The first is Mumford’s Technics and Civilization where Mumford highlights the introduction of the mirror (glass coated with a silver amalgam) in the sixteenth century and the transformative impact this had on society: “Self-consciousness, introspection, mirror conversation developed with the new object itself: this preoccupation with one’s image comes at the threshold of the mature personality when young Narcissus gazes long and deep into the face of the pool – and the sense of the separate personality, a perception of the objective attributes of one’s identity, grows out of this communion.” This passage resonates with Hourani’s model that is a vision that provides a critique of Palestinian social life, as much as, the Israeli occupation. Later Mumford delivers this: “Indeed, when one is completely whole and at one with the world one does not need the mirror: it is in the period of psychic disintegration that the individual personality turns to the lonely image to see what is in fact is there and what he can hold on to; and it was in the period of cultural disintegration that men began to hold the mirror up to outer nature.”

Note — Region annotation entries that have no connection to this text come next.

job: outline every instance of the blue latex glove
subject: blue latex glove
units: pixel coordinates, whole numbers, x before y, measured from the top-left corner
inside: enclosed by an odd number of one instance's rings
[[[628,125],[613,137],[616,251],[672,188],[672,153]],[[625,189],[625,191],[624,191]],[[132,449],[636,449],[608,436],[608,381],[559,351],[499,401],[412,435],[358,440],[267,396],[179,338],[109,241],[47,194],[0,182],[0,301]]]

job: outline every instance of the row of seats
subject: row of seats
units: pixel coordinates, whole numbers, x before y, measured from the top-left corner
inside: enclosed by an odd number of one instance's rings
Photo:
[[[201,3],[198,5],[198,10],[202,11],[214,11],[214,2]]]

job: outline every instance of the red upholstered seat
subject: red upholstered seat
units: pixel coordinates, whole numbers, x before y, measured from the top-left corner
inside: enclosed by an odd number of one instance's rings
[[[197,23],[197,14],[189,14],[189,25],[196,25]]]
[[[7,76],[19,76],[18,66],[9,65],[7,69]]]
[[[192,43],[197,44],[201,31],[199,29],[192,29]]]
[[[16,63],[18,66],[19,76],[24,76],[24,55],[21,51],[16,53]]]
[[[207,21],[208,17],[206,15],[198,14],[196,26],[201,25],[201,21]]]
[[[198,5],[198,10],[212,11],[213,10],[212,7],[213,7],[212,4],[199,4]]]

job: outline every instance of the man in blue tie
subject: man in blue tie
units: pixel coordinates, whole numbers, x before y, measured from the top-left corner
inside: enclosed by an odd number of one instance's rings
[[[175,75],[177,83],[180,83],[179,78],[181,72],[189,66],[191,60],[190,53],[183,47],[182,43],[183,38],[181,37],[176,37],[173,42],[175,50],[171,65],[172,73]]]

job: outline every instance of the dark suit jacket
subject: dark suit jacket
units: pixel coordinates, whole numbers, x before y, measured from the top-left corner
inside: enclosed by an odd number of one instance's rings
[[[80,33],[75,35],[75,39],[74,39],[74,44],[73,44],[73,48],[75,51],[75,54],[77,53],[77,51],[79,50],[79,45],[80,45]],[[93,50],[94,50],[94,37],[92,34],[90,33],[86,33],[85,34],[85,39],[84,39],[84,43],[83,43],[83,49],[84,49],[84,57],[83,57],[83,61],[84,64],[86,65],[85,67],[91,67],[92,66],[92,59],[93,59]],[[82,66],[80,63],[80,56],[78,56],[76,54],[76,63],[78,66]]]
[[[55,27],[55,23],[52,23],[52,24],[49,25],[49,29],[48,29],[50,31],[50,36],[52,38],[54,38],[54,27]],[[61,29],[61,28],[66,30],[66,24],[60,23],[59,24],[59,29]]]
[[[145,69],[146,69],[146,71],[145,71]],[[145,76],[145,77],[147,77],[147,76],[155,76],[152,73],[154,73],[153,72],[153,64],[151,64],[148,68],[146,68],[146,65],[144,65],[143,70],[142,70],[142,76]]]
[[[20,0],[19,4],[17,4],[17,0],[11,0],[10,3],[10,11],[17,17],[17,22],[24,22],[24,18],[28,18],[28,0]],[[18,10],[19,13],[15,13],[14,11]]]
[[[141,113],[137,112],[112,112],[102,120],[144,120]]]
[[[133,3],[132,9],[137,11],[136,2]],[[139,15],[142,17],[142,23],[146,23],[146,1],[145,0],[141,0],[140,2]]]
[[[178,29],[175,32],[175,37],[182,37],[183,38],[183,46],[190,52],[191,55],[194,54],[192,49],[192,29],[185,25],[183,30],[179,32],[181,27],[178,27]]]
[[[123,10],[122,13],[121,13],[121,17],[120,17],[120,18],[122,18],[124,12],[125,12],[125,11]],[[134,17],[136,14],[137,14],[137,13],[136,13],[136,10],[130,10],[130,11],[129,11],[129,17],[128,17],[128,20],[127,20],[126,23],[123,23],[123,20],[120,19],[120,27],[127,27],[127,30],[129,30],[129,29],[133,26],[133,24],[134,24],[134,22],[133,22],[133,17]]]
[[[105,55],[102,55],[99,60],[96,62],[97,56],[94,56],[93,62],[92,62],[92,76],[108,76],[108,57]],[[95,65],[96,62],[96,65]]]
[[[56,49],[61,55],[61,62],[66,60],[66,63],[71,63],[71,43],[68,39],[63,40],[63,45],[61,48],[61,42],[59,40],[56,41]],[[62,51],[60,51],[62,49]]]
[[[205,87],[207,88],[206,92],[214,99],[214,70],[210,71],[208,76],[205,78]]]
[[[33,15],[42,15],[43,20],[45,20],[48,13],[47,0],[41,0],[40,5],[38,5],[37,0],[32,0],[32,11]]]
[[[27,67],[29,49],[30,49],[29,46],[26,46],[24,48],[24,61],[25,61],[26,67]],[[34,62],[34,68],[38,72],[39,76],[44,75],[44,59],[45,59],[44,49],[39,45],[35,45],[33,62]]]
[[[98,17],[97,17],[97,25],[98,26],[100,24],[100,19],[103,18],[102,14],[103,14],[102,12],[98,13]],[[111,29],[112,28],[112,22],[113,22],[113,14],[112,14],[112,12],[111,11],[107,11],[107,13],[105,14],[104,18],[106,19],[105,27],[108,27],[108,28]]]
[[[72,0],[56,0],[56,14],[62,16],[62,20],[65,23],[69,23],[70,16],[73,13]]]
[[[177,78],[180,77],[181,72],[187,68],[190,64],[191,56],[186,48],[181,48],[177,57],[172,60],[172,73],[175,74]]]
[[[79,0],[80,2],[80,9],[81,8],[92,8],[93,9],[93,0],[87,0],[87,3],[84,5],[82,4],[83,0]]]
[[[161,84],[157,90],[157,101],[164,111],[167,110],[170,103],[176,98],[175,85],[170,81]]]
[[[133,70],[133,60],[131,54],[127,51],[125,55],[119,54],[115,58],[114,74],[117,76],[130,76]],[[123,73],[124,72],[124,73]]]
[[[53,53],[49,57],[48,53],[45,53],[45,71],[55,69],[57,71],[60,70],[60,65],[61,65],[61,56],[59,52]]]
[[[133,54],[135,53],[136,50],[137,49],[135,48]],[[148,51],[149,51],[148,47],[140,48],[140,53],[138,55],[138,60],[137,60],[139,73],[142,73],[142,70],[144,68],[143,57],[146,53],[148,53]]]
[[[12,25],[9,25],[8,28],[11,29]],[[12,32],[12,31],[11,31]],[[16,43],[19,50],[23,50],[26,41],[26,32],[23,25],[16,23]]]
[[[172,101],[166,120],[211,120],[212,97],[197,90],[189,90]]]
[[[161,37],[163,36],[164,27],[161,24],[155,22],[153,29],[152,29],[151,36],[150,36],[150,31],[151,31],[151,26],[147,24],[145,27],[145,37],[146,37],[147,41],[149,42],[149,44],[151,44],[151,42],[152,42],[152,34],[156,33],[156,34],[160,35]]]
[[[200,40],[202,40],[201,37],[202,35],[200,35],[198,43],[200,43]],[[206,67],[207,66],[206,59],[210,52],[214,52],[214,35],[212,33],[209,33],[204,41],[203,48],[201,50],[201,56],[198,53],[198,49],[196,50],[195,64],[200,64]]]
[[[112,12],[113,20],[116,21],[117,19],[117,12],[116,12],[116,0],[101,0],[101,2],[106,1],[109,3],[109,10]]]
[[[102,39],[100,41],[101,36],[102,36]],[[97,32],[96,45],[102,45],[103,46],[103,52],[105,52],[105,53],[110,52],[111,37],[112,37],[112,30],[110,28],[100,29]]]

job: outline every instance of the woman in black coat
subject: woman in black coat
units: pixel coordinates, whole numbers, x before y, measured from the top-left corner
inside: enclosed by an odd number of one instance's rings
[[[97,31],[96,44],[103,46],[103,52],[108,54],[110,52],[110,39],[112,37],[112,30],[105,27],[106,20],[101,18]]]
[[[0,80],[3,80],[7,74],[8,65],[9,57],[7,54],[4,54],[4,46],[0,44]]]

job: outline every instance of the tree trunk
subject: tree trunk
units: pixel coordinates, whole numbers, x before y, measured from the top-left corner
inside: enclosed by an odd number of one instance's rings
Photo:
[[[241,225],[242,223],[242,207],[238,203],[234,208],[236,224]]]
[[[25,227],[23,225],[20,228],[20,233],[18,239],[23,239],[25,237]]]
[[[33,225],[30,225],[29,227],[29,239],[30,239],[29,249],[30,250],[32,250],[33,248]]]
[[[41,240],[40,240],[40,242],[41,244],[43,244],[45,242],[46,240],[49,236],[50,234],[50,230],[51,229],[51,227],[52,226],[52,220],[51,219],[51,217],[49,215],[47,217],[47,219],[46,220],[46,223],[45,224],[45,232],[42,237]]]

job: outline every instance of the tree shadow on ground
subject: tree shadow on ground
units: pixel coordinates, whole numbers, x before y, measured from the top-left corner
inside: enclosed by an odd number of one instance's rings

The other piece of writing that this use of mirrors reminded me of is Eyal Weizman’s chapter in Hollow Land on Checkpoints: The Split Sovereign and the One-Way Mirror. And surprise suprise the chapter features… Qalandia checkpoint! “The upgrade of the Qalandia terminal crossing, which connects (or rather disconnects) Jerusalem from Ramallah, was completed, according to the principles of the Spiegel plan, at the end of 2005. The new system includes a labyrinth of iron fences that channels passengers en route to Jerusalem via a series of turnstiles… The inspection booths are encased in bulletproof glass. The glass is so thick that it tends to reflect the outside light rather than letting it through, thereby obscuring the security personnel inside, and effectively functioning as a one-way mirror”.